For-profit schools drum up images of the TV commercial schools that promise a great education and job placement. After you graduate, you're in a mountain of debt, no job, and a worthless degree.
Unfortunately you could say the same for a lot of non-profit-college degrees. The problem lies much more in the administration and faculty, and in how the job market evaluates degrees (ie, just a box to be checked), and in how higher education is funded and incentivized, than with whether capital is raised from donors or investors.

In other words, I share your suspicion of for-profit-schools – but that's because I have suspicions about all for-profit humans. I call it 'total depravity.'
 
I'm suspicious of for-profit schools in general. This example is obviously a positive turnaround story for the school.

For-profit schools drum up images of the TV commercial schools that promise a great education and job placement. After you graduate, you're in a mountain of debt, no job, and a worthless degree.
Communist.
 
I'd be a lot less suspicious of for-profit schools if it wasn't for federally guaranteed loans.
As if 'non-profit' schools haven't also profited tremendously from the market-distorting effect of federally guaranteed loans...? Only instead of the profit going to a capital investor, it goes to administrators and tenured faculty. The only question is who on campus has the power to seek and collect the profit – a shareholder, a dean, a faculty committee, a bondholder. It's not as if non-profit schools are run more efficiently than for-profits; if anything, the opposite.

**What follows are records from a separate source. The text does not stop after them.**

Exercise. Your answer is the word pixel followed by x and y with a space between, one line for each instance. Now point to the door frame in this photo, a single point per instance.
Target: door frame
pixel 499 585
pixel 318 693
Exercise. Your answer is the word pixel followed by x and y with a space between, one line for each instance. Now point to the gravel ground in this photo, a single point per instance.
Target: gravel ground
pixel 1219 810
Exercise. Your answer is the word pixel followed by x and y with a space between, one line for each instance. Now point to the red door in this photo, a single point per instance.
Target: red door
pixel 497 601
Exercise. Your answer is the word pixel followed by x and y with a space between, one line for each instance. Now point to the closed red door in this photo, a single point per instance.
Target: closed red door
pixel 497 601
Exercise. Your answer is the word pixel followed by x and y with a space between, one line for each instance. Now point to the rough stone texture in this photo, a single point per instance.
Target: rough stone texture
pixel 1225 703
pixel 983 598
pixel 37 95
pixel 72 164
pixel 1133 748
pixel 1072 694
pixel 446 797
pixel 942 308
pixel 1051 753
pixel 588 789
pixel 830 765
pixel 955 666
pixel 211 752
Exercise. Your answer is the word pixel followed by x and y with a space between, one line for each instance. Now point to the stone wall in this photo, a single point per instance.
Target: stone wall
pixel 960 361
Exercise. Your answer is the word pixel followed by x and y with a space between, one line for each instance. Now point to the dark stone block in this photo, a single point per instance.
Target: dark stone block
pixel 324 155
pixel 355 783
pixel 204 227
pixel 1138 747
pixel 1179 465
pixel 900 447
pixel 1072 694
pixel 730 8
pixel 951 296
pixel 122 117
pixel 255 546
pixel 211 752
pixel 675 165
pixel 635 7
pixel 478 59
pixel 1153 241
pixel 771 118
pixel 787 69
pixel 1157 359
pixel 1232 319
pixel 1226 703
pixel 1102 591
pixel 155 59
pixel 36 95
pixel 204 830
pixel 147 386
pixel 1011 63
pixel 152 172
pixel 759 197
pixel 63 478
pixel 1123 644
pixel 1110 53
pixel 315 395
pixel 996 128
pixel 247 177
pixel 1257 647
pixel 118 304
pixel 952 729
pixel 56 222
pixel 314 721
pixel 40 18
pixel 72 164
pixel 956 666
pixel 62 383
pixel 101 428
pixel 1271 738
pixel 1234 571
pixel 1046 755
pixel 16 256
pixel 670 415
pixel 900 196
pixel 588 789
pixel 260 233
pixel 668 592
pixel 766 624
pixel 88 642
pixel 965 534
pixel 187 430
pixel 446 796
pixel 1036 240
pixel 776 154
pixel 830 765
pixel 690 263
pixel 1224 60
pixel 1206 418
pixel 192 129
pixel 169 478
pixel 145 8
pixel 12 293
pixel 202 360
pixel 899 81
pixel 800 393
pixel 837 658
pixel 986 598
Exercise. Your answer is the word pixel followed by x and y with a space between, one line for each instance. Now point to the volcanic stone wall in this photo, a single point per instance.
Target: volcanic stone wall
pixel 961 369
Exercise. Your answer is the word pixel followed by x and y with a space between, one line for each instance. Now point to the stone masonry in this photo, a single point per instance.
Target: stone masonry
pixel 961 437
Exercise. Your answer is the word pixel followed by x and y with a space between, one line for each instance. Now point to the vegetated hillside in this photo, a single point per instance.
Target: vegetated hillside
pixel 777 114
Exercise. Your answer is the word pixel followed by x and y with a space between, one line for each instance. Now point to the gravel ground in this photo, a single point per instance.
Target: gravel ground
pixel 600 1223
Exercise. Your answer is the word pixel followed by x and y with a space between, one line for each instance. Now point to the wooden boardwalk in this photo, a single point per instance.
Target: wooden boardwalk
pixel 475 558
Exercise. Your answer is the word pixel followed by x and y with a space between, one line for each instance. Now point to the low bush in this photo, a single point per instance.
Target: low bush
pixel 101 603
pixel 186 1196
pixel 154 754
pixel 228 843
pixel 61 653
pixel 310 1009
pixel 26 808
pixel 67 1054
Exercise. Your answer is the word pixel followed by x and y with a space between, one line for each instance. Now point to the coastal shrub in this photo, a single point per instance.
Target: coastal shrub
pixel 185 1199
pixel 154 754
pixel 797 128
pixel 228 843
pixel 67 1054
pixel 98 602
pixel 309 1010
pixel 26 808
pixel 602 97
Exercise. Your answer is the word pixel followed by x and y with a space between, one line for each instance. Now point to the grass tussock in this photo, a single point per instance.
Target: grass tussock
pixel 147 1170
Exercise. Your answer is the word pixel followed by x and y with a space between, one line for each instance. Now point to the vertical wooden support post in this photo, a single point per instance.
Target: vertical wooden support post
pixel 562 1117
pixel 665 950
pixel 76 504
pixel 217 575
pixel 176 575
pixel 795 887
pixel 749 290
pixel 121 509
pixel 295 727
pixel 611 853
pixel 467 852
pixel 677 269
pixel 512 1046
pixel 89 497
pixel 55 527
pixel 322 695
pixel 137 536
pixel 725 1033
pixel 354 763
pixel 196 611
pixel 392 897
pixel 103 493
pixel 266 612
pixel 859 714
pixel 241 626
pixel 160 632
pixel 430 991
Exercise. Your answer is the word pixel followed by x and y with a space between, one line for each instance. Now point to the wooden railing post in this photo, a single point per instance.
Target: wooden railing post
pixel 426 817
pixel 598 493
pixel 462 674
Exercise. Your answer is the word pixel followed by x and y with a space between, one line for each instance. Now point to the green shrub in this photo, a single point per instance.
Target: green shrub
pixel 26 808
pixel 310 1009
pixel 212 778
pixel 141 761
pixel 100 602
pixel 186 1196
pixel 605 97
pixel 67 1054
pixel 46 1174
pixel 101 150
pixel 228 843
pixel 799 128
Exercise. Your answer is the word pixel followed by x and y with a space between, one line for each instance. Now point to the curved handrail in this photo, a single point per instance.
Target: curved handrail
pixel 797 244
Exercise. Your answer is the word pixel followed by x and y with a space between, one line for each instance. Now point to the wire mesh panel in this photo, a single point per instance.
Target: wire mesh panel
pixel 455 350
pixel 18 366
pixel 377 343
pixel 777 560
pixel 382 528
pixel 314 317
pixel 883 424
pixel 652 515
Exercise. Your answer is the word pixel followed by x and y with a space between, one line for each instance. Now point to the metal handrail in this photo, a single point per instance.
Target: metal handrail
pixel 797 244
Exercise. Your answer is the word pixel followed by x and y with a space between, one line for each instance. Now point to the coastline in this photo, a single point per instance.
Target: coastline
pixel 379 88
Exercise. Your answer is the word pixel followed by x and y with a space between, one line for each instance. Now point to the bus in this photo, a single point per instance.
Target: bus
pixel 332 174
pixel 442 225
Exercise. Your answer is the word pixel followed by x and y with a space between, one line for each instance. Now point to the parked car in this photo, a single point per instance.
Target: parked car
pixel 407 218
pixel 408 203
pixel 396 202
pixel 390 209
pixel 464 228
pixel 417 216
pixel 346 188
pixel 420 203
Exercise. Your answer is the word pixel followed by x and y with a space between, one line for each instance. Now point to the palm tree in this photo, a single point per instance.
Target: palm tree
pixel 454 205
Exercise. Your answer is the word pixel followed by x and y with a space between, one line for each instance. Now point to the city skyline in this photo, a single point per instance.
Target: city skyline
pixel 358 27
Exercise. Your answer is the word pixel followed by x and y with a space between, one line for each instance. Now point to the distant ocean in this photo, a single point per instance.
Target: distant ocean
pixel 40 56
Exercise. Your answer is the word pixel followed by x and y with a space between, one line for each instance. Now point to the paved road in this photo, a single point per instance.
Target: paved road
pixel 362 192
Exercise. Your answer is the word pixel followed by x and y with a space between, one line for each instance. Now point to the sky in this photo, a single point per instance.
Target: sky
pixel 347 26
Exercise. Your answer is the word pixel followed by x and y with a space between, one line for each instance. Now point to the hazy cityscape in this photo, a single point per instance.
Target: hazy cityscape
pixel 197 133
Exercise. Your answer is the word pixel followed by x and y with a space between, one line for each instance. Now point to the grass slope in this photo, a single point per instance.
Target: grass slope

The tension here is between education as a charitable endeavor (ie, Shakespeare enriches your soul) and education as a profitable endeavor (ie, credentialing, placement, job preparation). It is true that for-profits tend to emphasize the latter, but fewer and fewer non-profits are emphasizing the former.
 
As if 'non-profit' schools haven't also profited tremendously from the market-distorting effect of federally guaranteed loans...? Only instead of the profit going to a capital investor, it goes to administrators and tenured faculty. The only question is who on campus has the power to seek and collect the profit – a shareholder, a dean, a faculty committee, a bondholder. It's not as if non-profit schools are run more efficiently than for-profits; if anything, the opposite.

The tension here is between education as a charitable endeavor (ie, Shakespeare enriches your soul) and education as a profitable endeavor (ie, credentialing, placement, job preparation). It is true that for-profits tend to emphasize the latter, but fewer and fewer non-profits are emphasizing the former.
So, you're on a GT board arguing for a liberal arts education? Bold strategy, cotton.
 
So, you're on a GT board arguing for a liberal arts education? Bold strategy, cotton.
Just the opposite – but I am saying if you pitch yourself as preparing people to make money don't be surprised when people want to make money off it.
 
Maybe someone can tell me what is actually wrong with a for-profit school. I don't want specific school examples, I just want to know why people thumb their noses to them. Is it an ethical thing? Is it a money thing? I can never tell.
Many for-profit schools - esp ones that offer online degrees tend to admit anything with a pulse just to use the applicant/student to generate student loan income. Works like this: apply - routed to fin aid - get approved for federally-subsidized student loan - keep student in school as long as possible to continue income stream. Student/education is secondary consideration (if a consideration at all).